Que fait-il aujourd'hui de ses journées? «Elles ne sont pas très intéressantes», dit-il, peiné. Il se repose (une obligation pour espérer aller mieux), lit la presse, reçoit des amis et marche beaucoup. Il avait l'habitude d'écouter de la musique, du classique surtout, mais il a coupé la sono. «J'adore le Confutatis de Mozart, mais je le trouve moche depuis que je ne peux pas l'écouter correctement.»
L'autre jour, il est allé voir l'équipe de Suisse en Valais.
Il n'est pas rare, lorsqu'il sort de chez lui, que le journaliste entré à la RTS en 2001 soit abordé par des gens venant s'enquérir de sa situation. «Dans le train, dans la rue ou au stade, on me demande parfois ce que je deviens, et pourquoi on ne me voit plus à l'antenne. Je dis simplement que j'ai quelques soucis de santé.» Christophe Cerf est ému. Il aime les gens et c'est très souvent réciproque.
Quand on lui demande quel évènement il souhaiterait revivre s'il pouvait remonter le temps, il répond aussitôt: «La victoire fantastique du Celtic contre le Barça en Ligue des champions. C'était en 2012 et le stade tremblait.»
«C'était phénoménal. J'étais aux commentaires ce soir-là et je me demandais sérieusement si j'allais réussir à dire «bonsoir» aux téléspectateurs quand on allait me donner la parole. J'avais les larmes aux yeux et la gorge serrée à cause de l'ambiance.»
C'est le genre de moments qui lui manquent beaucoup et qu'il imagine volontiers revivre, certes avec un peu moins d'intensité, l'été prochain en Allemagne lors de l'Euro 2024, son prochain objectif professionnel. «Mais les incertitudes sont encore grandes, rappelle-t-il. Personne ne sait comment ma situation va évoluer. Il se peut aussi que je devienne totalement sourd, mais je préfère ne pas y penser.»
Christophe Cerf a déjà pensé à ce qu'il pourrait faire si son métier de journaliste n'était plus possible, des alternatives en quelque sorte. «Ce pourrait être de l'accompagnement en montagne, peut-être de l'enseignement», liste-t-il, sans trop de conviction.

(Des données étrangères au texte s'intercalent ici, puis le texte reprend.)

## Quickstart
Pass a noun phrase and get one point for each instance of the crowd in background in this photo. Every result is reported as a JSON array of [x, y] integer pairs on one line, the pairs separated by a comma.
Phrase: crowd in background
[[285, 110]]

Car le moteur de son existence, c'est de voyager à travers le monde pour écouter, voir, sentir, ressentir et raconter le sport et ceux qui le font vivre. Il y a encore de la place pour pas mal d'émotions dans son coeur, même si son neveu, qui est devenu son plus grand ami et son meilleur remède, en occupe désormais une très grande.